We just got a new HP Pavillion a6330f with Vista in February '08. The other day we tried to put a dvd in the drive and it would not open. The green light on the front of the tower is on --I'm assuming that means it thinks there is a disc in there, but there is not. We got it open using the paper clip trick to double check to see if maybe my son tried to put something in there, but there was nothing there. We tried to open it using the commands from the menu and by pushing the button on the front of the machine, but it wouldn't open with anything except the paper clip. We tried putting a cd in there once we got it open, but it wouldn't play, giving us the message " insert disc". We followed the instructions on the HP help site (taking cover off and unplugging then plugging back in the actual drive), but that didn't work either. The system recognizes that there is a dvd drive on the computer (it is listed as drive E, I think) and my husband has used it once or twice, so it has worked before. It has Lightscribe on it, but my husband said we haven't loaded that program, yet. Is it unusual that a brand new computer of 3 months would have this problem? Are we going to have to buy a new DVD ROM and install that? I think a new computer warranty from HP is for one year, but I would hate to have to send it back to HP and be without a computer for however long it takes. Any suggestions?


----------



## tomdkat (May 6, 2006)

Sounds like the DVD drive is flaky. I would have HP replace it under warranty asap.

Peace...


----------



## MysticEyes (Mar 30, 2002)

> We followed the instructions on the HP help site (taking cover off and unplugging then plugging back in the actual drive), but that didn't work either.
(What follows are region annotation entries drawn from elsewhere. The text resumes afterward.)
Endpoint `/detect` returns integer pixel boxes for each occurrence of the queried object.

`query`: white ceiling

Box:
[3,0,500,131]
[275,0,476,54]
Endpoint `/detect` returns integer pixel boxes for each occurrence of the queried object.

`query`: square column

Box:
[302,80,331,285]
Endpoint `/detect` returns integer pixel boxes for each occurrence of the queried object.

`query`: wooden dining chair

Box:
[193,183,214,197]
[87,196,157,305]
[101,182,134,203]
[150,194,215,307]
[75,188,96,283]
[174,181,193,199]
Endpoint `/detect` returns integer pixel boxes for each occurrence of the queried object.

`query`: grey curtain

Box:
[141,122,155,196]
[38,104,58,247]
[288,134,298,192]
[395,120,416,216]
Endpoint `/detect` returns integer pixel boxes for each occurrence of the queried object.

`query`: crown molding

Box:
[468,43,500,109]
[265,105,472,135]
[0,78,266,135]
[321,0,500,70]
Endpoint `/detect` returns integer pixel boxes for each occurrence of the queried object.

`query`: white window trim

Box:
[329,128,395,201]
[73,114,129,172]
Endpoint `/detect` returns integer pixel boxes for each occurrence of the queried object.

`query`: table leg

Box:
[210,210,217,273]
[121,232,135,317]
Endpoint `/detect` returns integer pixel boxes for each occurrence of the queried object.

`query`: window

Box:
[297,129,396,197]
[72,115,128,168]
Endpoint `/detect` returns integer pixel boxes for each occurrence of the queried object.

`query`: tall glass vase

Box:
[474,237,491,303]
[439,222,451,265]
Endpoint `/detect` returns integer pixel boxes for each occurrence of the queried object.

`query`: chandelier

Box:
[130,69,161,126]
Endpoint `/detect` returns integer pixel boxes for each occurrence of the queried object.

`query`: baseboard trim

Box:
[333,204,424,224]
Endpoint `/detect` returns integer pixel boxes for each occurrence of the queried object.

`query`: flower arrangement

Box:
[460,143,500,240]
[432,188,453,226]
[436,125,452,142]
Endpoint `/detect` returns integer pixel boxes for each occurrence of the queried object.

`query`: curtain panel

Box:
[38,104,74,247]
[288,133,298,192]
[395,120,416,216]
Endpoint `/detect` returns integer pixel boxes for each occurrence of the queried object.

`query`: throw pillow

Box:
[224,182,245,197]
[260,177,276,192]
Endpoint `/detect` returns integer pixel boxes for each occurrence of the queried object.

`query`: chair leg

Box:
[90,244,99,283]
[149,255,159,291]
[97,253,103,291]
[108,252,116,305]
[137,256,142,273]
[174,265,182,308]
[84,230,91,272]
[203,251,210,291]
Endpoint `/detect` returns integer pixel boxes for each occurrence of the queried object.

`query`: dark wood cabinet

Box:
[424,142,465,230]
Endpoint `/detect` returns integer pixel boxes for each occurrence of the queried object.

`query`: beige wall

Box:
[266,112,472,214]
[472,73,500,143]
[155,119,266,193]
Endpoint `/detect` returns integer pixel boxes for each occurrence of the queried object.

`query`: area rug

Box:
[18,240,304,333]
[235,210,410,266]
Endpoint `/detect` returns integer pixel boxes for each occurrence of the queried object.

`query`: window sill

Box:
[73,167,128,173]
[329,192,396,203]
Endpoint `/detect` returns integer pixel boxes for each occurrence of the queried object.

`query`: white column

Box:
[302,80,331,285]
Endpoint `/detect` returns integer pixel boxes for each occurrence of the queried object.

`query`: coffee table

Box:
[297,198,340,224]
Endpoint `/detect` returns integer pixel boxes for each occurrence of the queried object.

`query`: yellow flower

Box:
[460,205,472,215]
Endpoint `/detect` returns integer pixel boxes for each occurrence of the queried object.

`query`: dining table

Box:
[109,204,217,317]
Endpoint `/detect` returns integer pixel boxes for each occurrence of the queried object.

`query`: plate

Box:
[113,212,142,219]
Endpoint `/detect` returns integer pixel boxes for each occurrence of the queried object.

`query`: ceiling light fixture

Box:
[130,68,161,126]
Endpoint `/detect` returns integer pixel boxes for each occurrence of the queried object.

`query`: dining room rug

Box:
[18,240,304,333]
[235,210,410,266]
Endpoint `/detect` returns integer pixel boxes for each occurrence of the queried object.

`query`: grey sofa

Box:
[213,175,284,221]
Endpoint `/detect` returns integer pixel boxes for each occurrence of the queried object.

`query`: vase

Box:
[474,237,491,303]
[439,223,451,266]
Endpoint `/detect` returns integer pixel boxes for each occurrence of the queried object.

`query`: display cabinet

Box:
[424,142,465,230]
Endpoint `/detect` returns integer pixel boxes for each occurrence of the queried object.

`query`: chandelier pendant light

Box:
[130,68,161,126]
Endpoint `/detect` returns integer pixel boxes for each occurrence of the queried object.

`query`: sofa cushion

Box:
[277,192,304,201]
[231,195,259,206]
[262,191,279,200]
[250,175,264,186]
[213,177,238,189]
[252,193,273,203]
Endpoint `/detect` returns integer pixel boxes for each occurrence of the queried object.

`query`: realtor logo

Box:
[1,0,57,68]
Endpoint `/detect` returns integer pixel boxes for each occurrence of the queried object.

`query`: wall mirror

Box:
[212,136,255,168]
Reboot after unplugging the IDE cable, then shut down and re-connect.


----------



## mmorgan0105 (May 13, 2008)

We'll try that tonight. Anything to avoid having to send it off in the mail. Although, I think we can try to take it to an authorized HP repair place, too....


----------



## mmorgan0105 (May 13, 2008)

HP sent us a firmware update that seemed to fix the problem! Thanks for the suggestions!:up:


----------